XXV
THE JOY OF CHRIST
Wednesday in Passion Week
The last chapters of St. John—in particular from the thirteenth to the seventeenth—are worthy, more than anything else in the sacred writings, of the designation which has been given them, The Heart of Jesus. They are the language of the most intimate love, to the most intimate friends, in view of the greatest and most inconceivable of human sorrows. For, though the disciples—poor, humble, simple men—were dazed, confused, and misty up to the very moment when they were entering upon the greatest sorrow of their life, the Master who was leading them saw it all with perfect clearness. He saw perfectly not only the unspeakable humiliation and anguish that were before himself, but the disappointment, the terror, the dismay, the utter darkness and despair that were just before these humble, simple friends who had invested all their love and hope in him.
When we think of this it will seem all the more strange, the more unworldly and divine to find that in these very chapters our Lord speaks more often, and with more emphasis, of Joy than in any other part of the New Testament. In the fifteenth he says, "These things have I spoken unto you that my joy might remain in you, and that your joy might be full." And again, in his prayer for them, he says, "And now come I to thee; and these things I speak in the world that they might have my joy fulfilled in themselves." He speaks of his joy as a treasure he longed to impart—as something which overflowed his own soul, and sought to equalize itself by flowing into the souls of his friends. He was not only full of joy, but he had fullness of joy to give away.
This joy of Christ in the approach of extremest earthly anguish and sorrow is one of the beautiful mysteries of our faith. It is a holy night-flower, opening only in darkness, and shedding in the very shadow of death light and perfume; or like the solemn splendor of the stars, to be seen only in the deepest darkness.
In the representations made of our Lord as a man of sorrows we are too apt to forget the solemn emphasis with which he asserts this fullness of joy. But let us look at his position on the mere human side. At the hour when he thus spoke he knew that, so far as the salvation of his nation was concerned, his life-work had been a failure. His own people had rejected him and had bargained with a member of his own family to betray him. He knew the exact details of the scourging, the scoffing, the taunts, the torture, the crucifixion; and to a sensitive soul the hour of approach to a great untried agony is often the hour of bitterest trial. It is when we foresee a great trouble in the dimness of to-morrow that our undisciplined hearts grow faint and fail us. But he who had long foreseen—who had counted in advance—every humiliation, every sorrow, and every pain, spoke at the same time of his joy as an overflowing fullness. He spoke of his peace as something which he had a divine power to give away.
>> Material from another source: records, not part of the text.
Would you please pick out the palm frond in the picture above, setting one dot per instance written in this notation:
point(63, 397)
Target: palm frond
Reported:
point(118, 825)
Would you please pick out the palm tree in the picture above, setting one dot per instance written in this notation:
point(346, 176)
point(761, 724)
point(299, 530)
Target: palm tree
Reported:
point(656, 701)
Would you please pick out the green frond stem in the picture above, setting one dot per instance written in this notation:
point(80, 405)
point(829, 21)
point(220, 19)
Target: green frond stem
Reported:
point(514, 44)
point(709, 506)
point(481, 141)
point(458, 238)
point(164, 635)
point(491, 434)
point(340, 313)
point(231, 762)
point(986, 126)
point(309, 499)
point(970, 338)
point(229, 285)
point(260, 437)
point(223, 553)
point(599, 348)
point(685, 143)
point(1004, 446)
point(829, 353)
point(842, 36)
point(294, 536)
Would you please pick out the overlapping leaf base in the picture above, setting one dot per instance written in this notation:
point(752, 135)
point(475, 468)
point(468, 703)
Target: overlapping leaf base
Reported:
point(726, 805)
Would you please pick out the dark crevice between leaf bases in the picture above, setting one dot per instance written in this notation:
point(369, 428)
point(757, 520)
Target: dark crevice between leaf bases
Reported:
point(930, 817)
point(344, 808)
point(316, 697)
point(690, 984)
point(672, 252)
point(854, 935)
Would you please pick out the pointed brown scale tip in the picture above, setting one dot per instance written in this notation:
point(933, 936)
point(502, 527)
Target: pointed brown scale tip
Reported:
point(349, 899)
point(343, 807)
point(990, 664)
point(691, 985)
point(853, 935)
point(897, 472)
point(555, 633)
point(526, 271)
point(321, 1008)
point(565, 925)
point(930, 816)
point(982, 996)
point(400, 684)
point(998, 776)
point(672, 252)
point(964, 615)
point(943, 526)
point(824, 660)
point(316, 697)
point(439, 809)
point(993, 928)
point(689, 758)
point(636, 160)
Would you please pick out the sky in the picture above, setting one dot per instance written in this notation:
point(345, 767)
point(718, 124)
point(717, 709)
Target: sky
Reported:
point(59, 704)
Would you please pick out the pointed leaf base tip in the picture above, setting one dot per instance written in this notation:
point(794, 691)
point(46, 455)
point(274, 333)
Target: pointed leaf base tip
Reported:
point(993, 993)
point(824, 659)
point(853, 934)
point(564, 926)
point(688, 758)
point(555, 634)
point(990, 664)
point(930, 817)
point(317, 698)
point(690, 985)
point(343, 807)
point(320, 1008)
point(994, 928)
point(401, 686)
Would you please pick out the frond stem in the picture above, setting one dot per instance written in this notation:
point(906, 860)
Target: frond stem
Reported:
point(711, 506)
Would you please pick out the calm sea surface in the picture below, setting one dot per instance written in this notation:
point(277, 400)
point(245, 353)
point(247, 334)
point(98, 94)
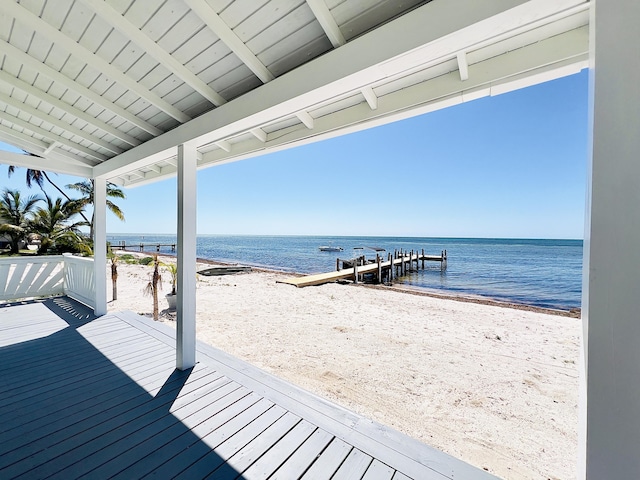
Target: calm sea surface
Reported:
point(545, 273)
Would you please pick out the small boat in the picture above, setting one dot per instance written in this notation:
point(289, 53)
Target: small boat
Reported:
point(326, 248)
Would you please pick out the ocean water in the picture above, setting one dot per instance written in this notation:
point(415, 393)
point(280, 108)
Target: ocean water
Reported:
point(545, 273)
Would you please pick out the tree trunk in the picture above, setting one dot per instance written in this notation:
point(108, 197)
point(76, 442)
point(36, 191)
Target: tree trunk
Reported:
point(114, 280)
point(156, 277)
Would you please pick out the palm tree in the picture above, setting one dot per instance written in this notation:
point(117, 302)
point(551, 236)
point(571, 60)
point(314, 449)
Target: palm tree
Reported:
point(86, 188)
point(15, 215)
point(154, 284)
point(56, 227)
point(38, 177)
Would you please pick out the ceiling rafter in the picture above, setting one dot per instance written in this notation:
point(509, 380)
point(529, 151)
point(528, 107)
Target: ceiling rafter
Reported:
point(224, 33)
point(52, 136)
point(224, 145)
point(463, 65)
point(42, 116)
point(136, 35)
point(51, 147)
point(327, 22)
point(305, 118)
point(370, 96)
point(65, 107)
point(43, 69)
point(36, 146)
point(32, 20)
point(259, 134)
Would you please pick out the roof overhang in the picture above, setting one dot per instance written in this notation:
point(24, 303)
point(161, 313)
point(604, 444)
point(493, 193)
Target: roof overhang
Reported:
point(440, 54)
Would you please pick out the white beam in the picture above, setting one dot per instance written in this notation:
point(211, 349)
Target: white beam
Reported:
point(52, 136)
point(47, 71)
point(186, 298)
point(50, 148)
point(357, 64)
point(65, 107)
point(37, 163)
point(259, 134)
point(370, 97)
point(305, 118)
point(152, 48)
point(44, 117)
point(611, 256)
point(31, 20)
point(100, 245)
point(327, 22)
point(224, 33)
point(223, 144)
point(463, 66)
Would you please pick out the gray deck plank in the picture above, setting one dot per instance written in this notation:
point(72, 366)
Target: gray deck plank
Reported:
point(266, 465)
point(100, 397)
point(96, 436)
point(20, 397)
point(176, 456)
point(109, 446)
point(304, 456)
point(198, 430)
point(71, 396)
point(378, 471)
point(213, 459)
point(329, 461)
point(37, 436)
point(251, 452)
point(353, 466)
point(177, 433)
point(400, 476)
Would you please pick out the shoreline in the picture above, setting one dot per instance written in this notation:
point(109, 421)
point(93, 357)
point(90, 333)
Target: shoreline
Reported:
point(496, 387)
point(434, 293)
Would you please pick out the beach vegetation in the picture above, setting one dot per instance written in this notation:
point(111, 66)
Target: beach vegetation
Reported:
point(127, 258)
point(172, 268)
point(16, 214)
point(154, 284)
point(56, 228)
point(86, 189)
point(146, 261)
point(113, 259)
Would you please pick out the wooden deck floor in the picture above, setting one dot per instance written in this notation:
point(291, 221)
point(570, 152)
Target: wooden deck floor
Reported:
point(100, 398)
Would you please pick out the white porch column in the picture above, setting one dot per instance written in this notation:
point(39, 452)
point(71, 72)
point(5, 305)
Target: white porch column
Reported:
point(186, 295)
point(611, 289)
point(100, 244)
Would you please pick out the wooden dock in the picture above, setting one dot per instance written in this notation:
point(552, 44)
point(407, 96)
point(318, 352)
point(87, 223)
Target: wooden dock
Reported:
point(396, 265)
point(142, 247)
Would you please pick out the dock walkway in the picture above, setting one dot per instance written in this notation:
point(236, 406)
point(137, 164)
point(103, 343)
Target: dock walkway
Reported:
point(394, 265)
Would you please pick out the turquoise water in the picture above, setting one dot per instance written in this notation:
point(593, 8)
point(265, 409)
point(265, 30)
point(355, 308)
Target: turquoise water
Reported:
point(545, 273)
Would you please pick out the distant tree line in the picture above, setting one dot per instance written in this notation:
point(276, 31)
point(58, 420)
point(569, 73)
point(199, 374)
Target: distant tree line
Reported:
point(54, 225)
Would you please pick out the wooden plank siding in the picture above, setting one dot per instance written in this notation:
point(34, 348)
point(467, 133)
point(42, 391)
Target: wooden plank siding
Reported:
point(91, 397)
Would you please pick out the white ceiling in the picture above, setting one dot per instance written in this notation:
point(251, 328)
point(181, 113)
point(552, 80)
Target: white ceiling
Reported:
point(108, 88)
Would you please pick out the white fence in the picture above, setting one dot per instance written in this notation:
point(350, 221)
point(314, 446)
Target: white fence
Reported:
point(25, 277)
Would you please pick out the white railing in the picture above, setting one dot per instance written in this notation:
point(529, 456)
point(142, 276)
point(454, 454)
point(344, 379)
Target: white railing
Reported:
point(25, 277)
point(79, 279)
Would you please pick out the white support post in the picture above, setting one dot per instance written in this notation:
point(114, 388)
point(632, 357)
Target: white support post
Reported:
point(186, 295)
point(100, 244)
point(611, 314)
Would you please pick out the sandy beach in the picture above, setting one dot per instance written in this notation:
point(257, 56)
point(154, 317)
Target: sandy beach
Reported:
point(492, 385)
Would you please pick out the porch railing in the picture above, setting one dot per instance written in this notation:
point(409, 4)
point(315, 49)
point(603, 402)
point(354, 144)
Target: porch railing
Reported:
point(25, 277)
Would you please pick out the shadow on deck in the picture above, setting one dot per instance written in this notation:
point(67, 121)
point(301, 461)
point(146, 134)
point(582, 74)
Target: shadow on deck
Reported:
point(100, 397)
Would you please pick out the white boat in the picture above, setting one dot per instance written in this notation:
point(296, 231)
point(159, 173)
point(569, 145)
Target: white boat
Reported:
point(327, 248)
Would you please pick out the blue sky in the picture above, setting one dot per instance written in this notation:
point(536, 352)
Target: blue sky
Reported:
point(511, 166)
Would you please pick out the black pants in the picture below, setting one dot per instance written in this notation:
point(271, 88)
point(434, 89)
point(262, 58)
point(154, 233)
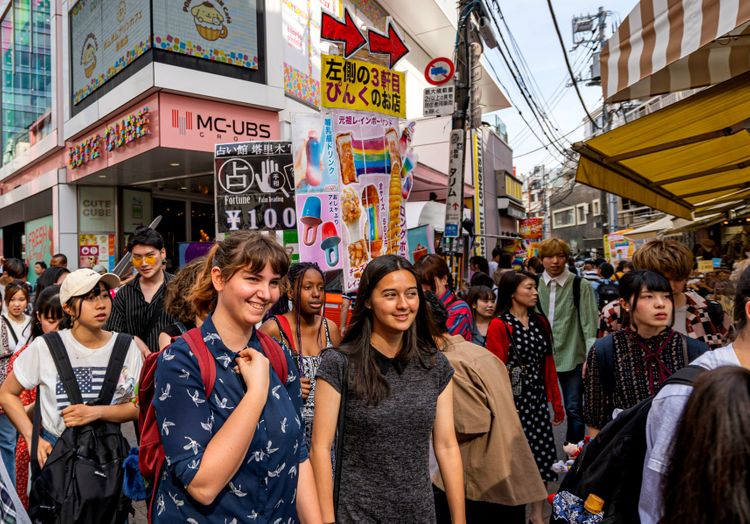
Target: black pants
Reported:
point(479, 512)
The world saw that night a new sight—a sufferer who had touched the extreme of all earthly loss and sorrow, who yet stood, like a God, offering to give Peace and Joy—even fullness of joy. For our Lord intensifies the idea. He wants his children not to have joy merely, but to be full of joy. This is the meaning of the words to "have my joy fulfilled in them."
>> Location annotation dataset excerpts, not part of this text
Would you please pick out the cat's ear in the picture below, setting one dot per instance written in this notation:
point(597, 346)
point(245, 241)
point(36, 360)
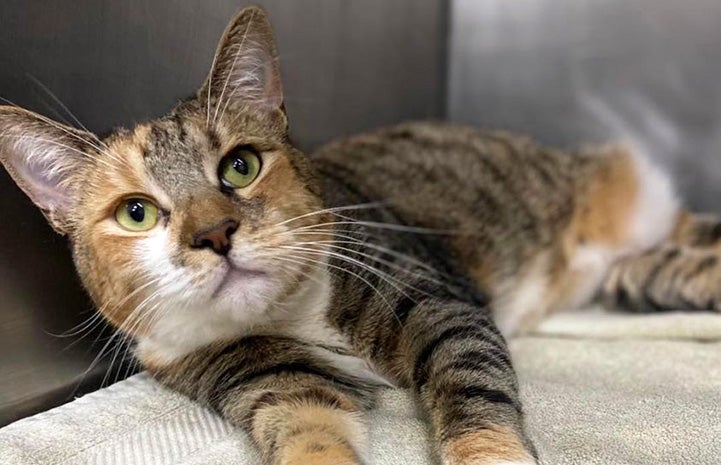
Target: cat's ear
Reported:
point(245, 70)
point(43, 157)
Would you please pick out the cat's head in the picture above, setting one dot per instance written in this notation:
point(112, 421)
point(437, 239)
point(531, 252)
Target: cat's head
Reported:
point(185, 223)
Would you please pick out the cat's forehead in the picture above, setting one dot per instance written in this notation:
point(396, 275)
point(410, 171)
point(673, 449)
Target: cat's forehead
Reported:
point(170, 151)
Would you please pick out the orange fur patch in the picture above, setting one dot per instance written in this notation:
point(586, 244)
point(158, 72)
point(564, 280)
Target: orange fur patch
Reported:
point(486, 447)
point(607, 200)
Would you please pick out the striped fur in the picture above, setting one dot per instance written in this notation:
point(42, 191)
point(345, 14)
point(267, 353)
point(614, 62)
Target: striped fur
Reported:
point(404, 256)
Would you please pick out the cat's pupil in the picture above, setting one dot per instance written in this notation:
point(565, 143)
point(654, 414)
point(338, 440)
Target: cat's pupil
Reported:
point(136, 211)
point(241, 166)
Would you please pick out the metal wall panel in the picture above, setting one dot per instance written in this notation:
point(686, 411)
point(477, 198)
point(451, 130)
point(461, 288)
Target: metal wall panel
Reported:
point(573, 71)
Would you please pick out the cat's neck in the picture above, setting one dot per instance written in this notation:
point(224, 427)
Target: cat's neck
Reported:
point(302, 314)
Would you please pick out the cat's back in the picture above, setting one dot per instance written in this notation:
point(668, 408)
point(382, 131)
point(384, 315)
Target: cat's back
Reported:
point(450, 176)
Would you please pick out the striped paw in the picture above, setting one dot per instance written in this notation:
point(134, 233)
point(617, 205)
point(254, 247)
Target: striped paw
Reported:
point(497, 445)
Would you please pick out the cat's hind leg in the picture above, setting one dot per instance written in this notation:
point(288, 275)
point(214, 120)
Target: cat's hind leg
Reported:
point(671, 277)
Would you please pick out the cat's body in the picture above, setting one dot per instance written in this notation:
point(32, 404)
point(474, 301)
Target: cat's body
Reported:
point(281, 290)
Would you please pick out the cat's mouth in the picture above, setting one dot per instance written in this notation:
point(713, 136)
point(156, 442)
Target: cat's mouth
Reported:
point(236, 275)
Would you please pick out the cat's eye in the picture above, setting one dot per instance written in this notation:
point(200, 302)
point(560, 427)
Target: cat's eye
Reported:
point(137, 214)
point(239, 167)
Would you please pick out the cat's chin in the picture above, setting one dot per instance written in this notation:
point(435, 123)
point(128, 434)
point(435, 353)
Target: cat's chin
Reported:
point(237, 280)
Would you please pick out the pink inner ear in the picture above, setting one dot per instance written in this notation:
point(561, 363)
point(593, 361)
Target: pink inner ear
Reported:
point(41, 181)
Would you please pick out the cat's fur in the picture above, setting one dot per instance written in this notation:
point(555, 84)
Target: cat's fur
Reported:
point(316, 304)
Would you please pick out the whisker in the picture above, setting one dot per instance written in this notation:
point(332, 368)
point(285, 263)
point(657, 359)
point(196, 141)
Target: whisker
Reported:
point(362, 206)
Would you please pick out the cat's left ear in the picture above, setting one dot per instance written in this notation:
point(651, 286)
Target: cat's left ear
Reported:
point(245, 69)
point(45, 159)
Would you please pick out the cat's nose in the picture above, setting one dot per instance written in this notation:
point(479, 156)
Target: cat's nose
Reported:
point(216, 237)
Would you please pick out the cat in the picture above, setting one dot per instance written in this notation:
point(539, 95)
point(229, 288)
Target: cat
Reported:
point(281, 290)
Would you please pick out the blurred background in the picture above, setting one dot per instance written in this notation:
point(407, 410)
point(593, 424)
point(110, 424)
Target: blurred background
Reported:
point(566, 72)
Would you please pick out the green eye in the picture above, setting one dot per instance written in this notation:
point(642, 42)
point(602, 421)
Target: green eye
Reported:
point(239, 168)
point(137, 214)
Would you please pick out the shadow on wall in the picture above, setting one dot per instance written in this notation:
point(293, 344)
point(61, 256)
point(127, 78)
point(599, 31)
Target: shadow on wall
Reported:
point(572, 72)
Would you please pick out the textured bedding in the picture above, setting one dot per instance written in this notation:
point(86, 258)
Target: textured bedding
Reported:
point(598, 389)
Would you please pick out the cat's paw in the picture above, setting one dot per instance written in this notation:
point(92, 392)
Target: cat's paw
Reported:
point(493, 446)
point(318, 453)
We shall see in the affecting history of the next few hours of the life of Jesus that this heavenly joy was capable of a temporary obscuration. He was aware that a trial was coming from a direct collision with the Evil Spirit. "The Prince of this world cometh, but hath nothing in me."
Yet we cannot but feel that the mysterious agonies of Gethsemane, that wrung the blood-drops from his heart, were in part due to that conflict with cruel and malignant spirits. It is the greatest possible help to our poor sorrowful nature that these struggles, these strong cryings and bitter tears of our Lord, have been recorded, because it helps us to feel that he was not peaceful because he was passionless—that his joy and peace did not come from the serenity of a nature incapable of sorrow and struggles like ours. There are passages in the experience of such saints as Madame Guyon that seem like the unnatural exaltations of souls exceptionally indifferent to circumstances; nothing makes any difference to them; one thing is just as good as another. But in the experience of Jesus we see our own most shrinking human repellencies. We see that there were sufferings that he dreaded with his whole soul; sorrows which he felt to be beyond even his power of endurance; and so when he said, "Not my will, but Thy will," he said it with full vision of what he was accepting; and in that unshaken, that immovable oneness of will with the Father lay the secret of his joy and victory.
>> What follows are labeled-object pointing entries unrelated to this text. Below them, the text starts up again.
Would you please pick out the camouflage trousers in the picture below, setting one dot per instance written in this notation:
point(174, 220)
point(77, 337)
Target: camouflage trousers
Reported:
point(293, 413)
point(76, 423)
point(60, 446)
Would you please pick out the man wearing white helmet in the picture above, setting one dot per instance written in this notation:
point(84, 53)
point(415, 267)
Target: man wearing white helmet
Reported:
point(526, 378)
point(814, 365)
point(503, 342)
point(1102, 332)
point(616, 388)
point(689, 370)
It is a great and solemn thing for us to think of this joy of Christ in sorrow. It is something that we can know only in and by sorrow. But sorrows are so many in this world of ours! Griefs, sickness, disappointment, want, death, so beset our footsteps that it is worth everything to us to think of that joy of Christ that is brightest as the hour grows darkest. It is a gift. It is not in us. We cannot get it by any human reasonings or the mere exercise of human will, but we can get it as a free gift from Jesus Christ.
If in the hour of his deepest humiliation and suffering he had joy and peace to give away, how much more now, when he is exalted at the right hand of God, to give gifts unto men! Poor sorrowful, suffering, struggling souls, Christ longs to comfort you. "I will give to him that is athirst the water of life freely." "Come unto me, all ye that labor and are heavy laden, and I will give you rest."